# SRAM jockey wheel bolt / axle thingy! HELP!



## z1ppster (Aug 15, 2010)

hi all 

please can someone help??

ive managed to round out the bottom jockey wheel axle bolt screw thingy.. it was thread locked in and my allen key just rounded it like cheese  ive been into my LBS today and apparently sram want to charge £85 for the rear kit which includes this bolt!! i can buy a whole new rear mech for a few quid more 

looking at this its almost exactly the same as the shimano ones (that are readily avavilble to buy aftermarket) but the axle is a fraction thinner so in other words the shimano ones will not go thru the jockey wheel.

please please can someone tell me where/if i can get a replacement ( ive tried my local nuts and bolts shop aswell)

HELP! 


Thanks in advance 


Andy..


----------



## Kristatos (Jan 10, 2008)

I bit the bullet once and just bought a new SRAM rear mech for one of my bikes when I needed some parts, as I ran into the same issue in that to get the parts alone it would cost nearly as much as the whole enchilada. 

It's the same with Avid brakes, etc.

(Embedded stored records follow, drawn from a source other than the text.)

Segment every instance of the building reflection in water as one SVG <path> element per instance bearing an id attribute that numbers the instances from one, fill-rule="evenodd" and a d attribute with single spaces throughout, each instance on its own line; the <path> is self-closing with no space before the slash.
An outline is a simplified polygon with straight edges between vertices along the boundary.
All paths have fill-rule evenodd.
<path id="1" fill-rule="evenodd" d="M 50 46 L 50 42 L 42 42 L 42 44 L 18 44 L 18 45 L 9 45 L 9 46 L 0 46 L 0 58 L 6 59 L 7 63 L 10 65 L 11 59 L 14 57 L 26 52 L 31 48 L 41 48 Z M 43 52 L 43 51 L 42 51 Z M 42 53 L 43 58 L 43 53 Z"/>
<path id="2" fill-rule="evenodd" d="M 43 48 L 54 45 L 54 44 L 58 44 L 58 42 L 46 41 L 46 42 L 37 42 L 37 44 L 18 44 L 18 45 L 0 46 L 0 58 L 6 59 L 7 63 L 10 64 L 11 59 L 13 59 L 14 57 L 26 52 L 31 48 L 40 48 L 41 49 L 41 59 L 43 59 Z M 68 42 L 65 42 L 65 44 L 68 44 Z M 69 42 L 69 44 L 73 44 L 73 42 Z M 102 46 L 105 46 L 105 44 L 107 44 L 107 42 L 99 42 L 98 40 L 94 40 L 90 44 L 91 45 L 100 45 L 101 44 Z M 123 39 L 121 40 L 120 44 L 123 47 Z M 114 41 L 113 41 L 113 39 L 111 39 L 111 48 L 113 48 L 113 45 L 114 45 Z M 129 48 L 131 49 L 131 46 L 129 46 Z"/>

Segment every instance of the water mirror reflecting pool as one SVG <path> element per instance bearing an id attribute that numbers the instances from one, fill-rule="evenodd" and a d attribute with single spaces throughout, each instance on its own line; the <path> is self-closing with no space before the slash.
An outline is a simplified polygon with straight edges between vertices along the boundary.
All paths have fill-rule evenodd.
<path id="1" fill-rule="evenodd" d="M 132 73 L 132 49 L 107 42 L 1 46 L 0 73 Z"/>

Broke a lever blade on my MTB and the replacement blade was almost as much as a replacement lever assembly, which was almost as much as a whole new brake/caliper setup. 

Usually what I do these days is scan Craigslist or even post a wanted ad in Craigslist for the small parts I am looking for - usually someone has a part they aren't using in their shop/garage that can be had for a small fraction of what they cost new. I've helped a few people out in my area who were on the lookout for this kind of stuff, and if you were in SoCal as opposed to the UK you'd be all set!


----------



## z1ppster (Aug 15, 2010)

bugger.  i guess ill upgrade to a RED one then


----------



## Ray_from_SA (Jun 15, 2005)

The lower bolt from a Shimano derailleur will work too. I ran into the same issue as you. I drilled the original bolt out (it's aluminum so easy to drill) and replaced with a Shimano one I had in my parts box.

See if your LBS has any destroyed derailleurs or parts laying around and go to work.


----------



## z1ppster (Aug 15, 2010)

Bugger I tried a shimano one but it wouldn't fit through the jockey wheel

I guess it's different on 2010 force


----------